Le professeur de finance Marc Chesney s’est associé avec quatre autres personnes pour lancer une initiative visant à taxer toutes les transactions, financières et commerciales.
Éliminer tous les impôts, sans provoquer un gouffre financier dans les budgets publics ? Ce n’est pas un tour de magie. Marc Chesney, professeur de finance de l’Université de Zurich propose en effet de mettre en place une taxe sur les transactions financières qui s’appliquerait à tous les paiements électroniques.
Cette taxe n’a donc rien à voir avec la taxe Tobin, qui s’intéresse uniquement aux transactions financières, donc aux achats d’actions ou d’obligations, par exemple. La proposition de Marc Chesney s’étend à toutes les transactions financières – y compris le trafic des paiements – dont le montant total atteint au moins 100 000 milliards de francs par an, soit environ 150 fois le produit intérieur brut de la Suisse.
Un financier zurichois en première ligne
Désormais, le professeur s’est associé avec quatre autres personnes pour lancer une initiative, dont le concept est présenté sur le site microtaxe.ch. L’idée circule dans plusieurs pays, mais si elle semble se décanter en Suisse, c’est notamment à partir d’un texte publié en janvier 2013 par Félix Bolliger, un financier zurichois, Reinvent the System – Mikrosteuer auf Gesamtzahlungsverkehr (Réinventer le système – un micro-impôt sur tous les moyens de paiement). Le gérant de fortune y développe son modèle et la façon dont il pourrait être construit. Les initiants ont été rejoints par Oswald Sigg, socialiste et ancien vice-chancelier de la Confédération, qui faisait partie des promoteurs de l’initiative pour le revenu universel de base, refusé en votation populaire en début d’année. Anton Gunzinger, professeur à l’EPFZ, et un Genevois, Bernard Dupont.
« L’étape en cours consiste à rédiger le projet qui permettrait d’obtenir l’autorisation de lancer une initiative », a expliqué Marc Chesney. La taxe se veut indolore. Avec « 0,2 % sur chaque transaction, on pourrait obtenir 200 milliards de francs », explique le Franco-Suisse. Ce serait déjà plus que tous les impôts récoltés en Suisse, dont le total atteignait environ 170 milliards en 2011, les chiffres sur lesquels se basent les initiants. « Une telle taxe, si elle était introduite, pourrait théoriquement remplacer la plupart des impôts actuels et permettrait de simplifier le système fiscal » , expliquait déjà le professeur il y a quelques mois dans nos colonnes. La déclaration fiscale deviendrait obsolète, a-t-il ajouté.
Les promoteurs de cette taxe s’attendent à des effets pervers, comme la disparition de certains types d’activités financières. Mais sans le déplorer : « Les activités de trading à haute fréquence, par exemple, pourraient disparaître. Mais la Suisse peut se passer de ces activités de la finance casino », affirme le professeur.

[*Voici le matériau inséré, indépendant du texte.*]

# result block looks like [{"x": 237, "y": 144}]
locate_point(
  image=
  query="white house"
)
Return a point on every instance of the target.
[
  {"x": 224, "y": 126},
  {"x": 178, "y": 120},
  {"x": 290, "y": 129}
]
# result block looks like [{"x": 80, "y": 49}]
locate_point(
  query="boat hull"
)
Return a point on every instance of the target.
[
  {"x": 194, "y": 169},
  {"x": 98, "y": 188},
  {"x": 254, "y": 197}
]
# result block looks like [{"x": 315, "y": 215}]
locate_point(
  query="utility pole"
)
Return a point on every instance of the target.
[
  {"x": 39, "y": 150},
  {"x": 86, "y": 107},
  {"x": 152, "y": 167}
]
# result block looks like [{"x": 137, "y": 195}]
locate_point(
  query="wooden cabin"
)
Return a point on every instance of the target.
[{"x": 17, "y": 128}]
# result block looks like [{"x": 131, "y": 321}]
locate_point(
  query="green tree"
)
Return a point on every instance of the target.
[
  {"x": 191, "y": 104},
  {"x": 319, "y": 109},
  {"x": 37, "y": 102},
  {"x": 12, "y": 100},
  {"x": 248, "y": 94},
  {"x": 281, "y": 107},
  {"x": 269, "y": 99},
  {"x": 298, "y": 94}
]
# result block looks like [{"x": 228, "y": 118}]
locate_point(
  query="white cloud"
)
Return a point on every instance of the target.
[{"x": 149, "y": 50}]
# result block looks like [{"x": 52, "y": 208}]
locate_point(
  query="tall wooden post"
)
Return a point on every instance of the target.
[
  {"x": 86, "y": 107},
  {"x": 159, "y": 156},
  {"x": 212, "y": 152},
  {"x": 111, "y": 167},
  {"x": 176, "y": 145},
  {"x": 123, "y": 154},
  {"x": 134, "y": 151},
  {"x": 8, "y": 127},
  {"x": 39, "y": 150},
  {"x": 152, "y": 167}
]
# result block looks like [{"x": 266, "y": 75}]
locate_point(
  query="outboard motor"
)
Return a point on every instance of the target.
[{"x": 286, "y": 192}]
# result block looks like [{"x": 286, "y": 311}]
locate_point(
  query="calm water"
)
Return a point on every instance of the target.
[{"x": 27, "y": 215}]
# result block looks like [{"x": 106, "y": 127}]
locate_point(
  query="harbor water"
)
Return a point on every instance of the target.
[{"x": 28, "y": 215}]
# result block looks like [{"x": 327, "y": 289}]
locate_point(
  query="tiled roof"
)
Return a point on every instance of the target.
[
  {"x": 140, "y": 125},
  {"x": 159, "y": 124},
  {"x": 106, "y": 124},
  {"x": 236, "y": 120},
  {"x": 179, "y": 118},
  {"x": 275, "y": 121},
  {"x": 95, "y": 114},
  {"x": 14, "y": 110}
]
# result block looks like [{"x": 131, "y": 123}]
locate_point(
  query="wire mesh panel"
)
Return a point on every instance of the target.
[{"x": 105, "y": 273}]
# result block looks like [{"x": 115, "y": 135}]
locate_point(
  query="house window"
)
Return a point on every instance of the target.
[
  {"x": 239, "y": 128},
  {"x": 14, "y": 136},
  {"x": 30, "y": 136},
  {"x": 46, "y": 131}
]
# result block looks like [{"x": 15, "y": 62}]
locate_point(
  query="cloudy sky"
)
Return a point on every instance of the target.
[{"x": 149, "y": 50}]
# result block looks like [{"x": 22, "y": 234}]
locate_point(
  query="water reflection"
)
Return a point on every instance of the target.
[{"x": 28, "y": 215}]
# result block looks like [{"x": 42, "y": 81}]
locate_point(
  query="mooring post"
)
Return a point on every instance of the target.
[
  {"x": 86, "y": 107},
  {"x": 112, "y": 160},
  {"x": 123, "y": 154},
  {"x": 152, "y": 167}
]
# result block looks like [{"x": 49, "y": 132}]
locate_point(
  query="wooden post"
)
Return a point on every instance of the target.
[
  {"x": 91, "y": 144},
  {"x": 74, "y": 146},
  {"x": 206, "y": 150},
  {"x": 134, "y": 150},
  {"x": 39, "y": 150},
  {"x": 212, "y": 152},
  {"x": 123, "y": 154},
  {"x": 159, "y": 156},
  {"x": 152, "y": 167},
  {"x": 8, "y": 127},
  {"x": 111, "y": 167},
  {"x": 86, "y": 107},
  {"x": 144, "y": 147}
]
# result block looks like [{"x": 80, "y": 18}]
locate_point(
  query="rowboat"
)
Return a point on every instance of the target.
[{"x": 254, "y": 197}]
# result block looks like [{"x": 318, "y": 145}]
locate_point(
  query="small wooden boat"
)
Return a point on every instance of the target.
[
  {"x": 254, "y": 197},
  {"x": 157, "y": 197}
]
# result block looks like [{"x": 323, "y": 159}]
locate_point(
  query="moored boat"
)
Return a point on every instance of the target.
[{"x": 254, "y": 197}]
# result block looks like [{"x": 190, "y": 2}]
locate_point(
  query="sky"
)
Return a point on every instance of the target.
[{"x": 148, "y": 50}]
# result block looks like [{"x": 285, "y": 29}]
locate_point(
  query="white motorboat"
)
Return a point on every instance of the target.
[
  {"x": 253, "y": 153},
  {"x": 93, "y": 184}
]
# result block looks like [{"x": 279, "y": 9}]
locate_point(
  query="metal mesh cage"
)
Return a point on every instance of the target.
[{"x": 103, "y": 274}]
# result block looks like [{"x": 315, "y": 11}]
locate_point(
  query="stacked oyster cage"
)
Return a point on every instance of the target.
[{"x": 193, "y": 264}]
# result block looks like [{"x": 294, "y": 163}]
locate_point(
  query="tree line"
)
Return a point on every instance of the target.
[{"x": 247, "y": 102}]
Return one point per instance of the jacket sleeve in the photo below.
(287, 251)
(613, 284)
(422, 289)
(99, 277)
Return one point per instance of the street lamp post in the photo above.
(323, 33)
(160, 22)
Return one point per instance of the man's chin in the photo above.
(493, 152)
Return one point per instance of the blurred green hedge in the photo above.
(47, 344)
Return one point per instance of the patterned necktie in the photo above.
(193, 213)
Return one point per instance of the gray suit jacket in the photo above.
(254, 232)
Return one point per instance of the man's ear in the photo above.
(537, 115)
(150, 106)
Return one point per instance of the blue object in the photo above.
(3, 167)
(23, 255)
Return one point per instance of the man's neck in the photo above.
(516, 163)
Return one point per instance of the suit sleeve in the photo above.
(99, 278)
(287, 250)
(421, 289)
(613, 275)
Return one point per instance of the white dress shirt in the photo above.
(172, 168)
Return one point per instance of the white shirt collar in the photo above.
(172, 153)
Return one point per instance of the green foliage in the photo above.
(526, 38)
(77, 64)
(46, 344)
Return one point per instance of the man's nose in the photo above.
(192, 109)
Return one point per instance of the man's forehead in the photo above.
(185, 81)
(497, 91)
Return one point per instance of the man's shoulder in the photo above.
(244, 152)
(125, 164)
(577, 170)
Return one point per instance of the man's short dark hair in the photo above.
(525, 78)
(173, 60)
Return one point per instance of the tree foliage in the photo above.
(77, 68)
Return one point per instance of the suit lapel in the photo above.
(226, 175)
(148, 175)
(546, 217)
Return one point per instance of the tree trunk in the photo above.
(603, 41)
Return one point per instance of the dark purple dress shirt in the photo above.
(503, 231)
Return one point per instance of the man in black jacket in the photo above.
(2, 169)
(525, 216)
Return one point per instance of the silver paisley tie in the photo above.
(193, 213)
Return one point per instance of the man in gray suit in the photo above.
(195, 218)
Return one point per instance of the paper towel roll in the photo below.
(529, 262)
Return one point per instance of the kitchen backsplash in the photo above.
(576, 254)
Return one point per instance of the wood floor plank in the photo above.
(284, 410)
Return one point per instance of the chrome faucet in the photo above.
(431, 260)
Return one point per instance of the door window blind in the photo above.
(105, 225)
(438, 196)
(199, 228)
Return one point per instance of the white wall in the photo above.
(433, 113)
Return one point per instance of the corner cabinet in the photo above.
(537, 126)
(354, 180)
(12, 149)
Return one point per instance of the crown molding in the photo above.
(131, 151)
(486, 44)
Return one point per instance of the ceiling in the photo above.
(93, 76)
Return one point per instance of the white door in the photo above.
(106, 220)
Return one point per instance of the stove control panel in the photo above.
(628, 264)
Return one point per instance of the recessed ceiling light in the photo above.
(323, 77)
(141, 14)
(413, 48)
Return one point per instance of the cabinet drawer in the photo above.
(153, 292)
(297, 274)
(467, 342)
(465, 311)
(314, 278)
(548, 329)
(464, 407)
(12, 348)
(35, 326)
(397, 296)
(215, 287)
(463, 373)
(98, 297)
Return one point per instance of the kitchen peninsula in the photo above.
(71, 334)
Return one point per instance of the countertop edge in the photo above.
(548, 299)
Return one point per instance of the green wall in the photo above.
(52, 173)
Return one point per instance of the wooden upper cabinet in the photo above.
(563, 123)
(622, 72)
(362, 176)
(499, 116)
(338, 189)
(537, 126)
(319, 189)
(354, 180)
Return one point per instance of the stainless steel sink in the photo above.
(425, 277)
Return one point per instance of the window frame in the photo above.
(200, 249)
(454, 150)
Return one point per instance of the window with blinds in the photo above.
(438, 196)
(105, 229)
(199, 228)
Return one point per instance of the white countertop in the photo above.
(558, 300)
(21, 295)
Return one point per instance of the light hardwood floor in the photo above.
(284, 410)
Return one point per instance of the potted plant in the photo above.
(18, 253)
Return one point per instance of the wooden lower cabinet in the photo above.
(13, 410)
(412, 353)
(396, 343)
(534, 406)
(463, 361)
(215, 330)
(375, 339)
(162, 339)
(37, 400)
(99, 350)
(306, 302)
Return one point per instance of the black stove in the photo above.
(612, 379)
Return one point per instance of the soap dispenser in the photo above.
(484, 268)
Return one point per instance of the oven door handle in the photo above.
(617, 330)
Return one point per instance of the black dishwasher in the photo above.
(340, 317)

Réformer le système financier et fiscal
Surtout, pour les initiants, ce serait l’occasion de réformer un « système financier qui nous mène de crise en crise » et un « système fiscal qui se base sur une idéologie plus que centenaire », dont la législation est « d’une absurde complexité, inadaptée à une économie globalisée et numérisée ».
« Puisque la microtaxe est perçue automatiquement par ordinateur, elle perd son caractère inquisitoire », affirment les initiants dans leur texte d’introduction. « Impôt sans idéologie », sans équivalent de simplicité et de clarté, « abondant, techniquement peu cher à gérer, et juste », assurent-ils. Au point que « ses avantages sont tels que l’évasion fiscale deviendrait superflue », estiment-ils. Ils prônent toutefois une mise en œuvre très progressive.
La France applique une taxe différente
Un projet d’initiative qui intervient alors que plusieurs pays d’Europe s’écharpent sur la possibilité d’introduire une taxe sur les transactions financières (TTF). La semaine dernière, la France a voté un élargissement de son projet, élevant le taux à 0,3 % et incluant dans les transactions boursières les opérations « intra-day », c’est-à-dire des achats et ventes réalisés dans la même journée. La taxe française rapporterait plus d’un milliard d’euros au budget, dont une partie devrait servir l’aide au développement. Dix pays européens envisagent de mettre en place une taxe, mais ils peinent à se mettre d’accord. L’entrée en vigueur se ferait au mieux début 2018 et la taxe discutée s’élèverait entre 0,01 % et 0,1 %.